This chapter focuses on the chemical bonding in compounds. When two different elements combine together to form a chemical compound the bonding among the elements can be classified into four main types, namely, ionic bonding, covalent bonding, dative covalent bonding, and intermolecular bonding. Ionic bonds are permanent electrostatic forces of attraction formed between positively charged metallic ions and negatively charged nonmetallic ions. Compounds that are covalently bonded can be gases, liquids, or solids.

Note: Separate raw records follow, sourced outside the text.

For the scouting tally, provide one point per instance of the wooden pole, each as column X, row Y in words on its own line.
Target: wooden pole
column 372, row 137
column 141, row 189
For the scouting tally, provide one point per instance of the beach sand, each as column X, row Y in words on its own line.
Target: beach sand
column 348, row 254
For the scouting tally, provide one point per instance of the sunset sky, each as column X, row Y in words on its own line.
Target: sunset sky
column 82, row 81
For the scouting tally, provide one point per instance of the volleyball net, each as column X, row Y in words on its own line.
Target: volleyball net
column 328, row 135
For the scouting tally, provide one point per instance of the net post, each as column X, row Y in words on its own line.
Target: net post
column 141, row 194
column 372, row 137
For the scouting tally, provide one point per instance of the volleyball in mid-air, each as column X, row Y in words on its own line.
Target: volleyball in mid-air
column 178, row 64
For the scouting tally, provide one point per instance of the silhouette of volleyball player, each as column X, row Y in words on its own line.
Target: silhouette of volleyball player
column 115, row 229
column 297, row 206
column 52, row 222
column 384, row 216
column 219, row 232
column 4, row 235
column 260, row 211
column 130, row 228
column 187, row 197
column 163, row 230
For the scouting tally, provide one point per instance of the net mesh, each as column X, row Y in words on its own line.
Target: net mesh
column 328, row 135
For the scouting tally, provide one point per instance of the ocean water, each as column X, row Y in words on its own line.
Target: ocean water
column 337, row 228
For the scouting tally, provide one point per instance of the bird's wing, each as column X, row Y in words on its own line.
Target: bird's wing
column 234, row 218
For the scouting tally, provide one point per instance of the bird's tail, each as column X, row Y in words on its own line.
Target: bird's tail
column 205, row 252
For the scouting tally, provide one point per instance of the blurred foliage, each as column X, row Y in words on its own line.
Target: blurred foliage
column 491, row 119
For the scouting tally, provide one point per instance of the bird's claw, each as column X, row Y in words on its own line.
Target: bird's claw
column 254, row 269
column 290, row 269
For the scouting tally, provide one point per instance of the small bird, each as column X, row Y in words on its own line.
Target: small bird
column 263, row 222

The molecules that constitute these states have specific shapes that are dependent on the electronic repulsion forces within the molecule. As each bond contains a pair of electrons and because like charges repel each other, the bonds will be distributed to minimize the repulsion forces in the molecule. The majority of covalently bonded molecules are much more volatile than ionic compounds. This is because the forces of attraction among the molecules are weak intermolecular forces.

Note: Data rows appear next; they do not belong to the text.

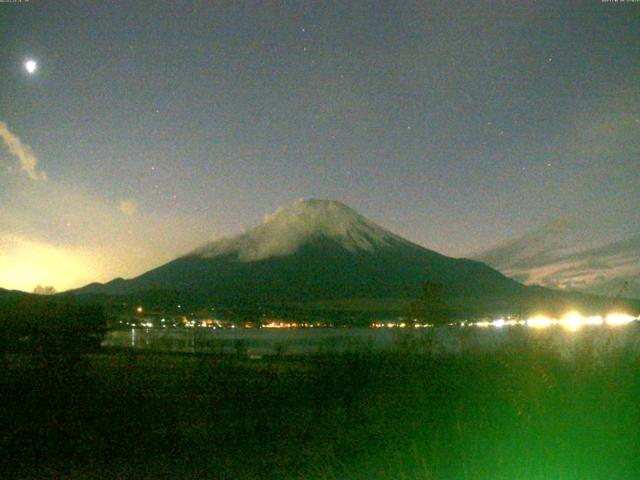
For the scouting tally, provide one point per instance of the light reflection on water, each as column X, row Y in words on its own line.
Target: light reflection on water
column 437, row 341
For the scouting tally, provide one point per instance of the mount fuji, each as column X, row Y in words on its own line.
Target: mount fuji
column 317, row 252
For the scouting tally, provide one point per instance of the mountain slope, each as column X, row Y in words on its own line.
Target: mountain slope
column 313, row 250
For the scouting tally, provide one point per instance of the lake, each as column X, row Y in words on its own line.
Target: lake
column 446, row 340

1. When two different elements combine together to form a chemical compound the bonding between the elements can be classified into four main types. These are

(a) ionic bonding which only occurs between metals and non-metals.

(b) covalent bonding which occurs between different non-metals or non-metals and elements of intermediate metallic/non-metallic character (e.g. aluminium),

(c) dative covalent bonding which occurs between particular molecules and in the formation of transition metal complexes, and

(d) intermolecular bonding which occurs between molecules which are already covalently bonded.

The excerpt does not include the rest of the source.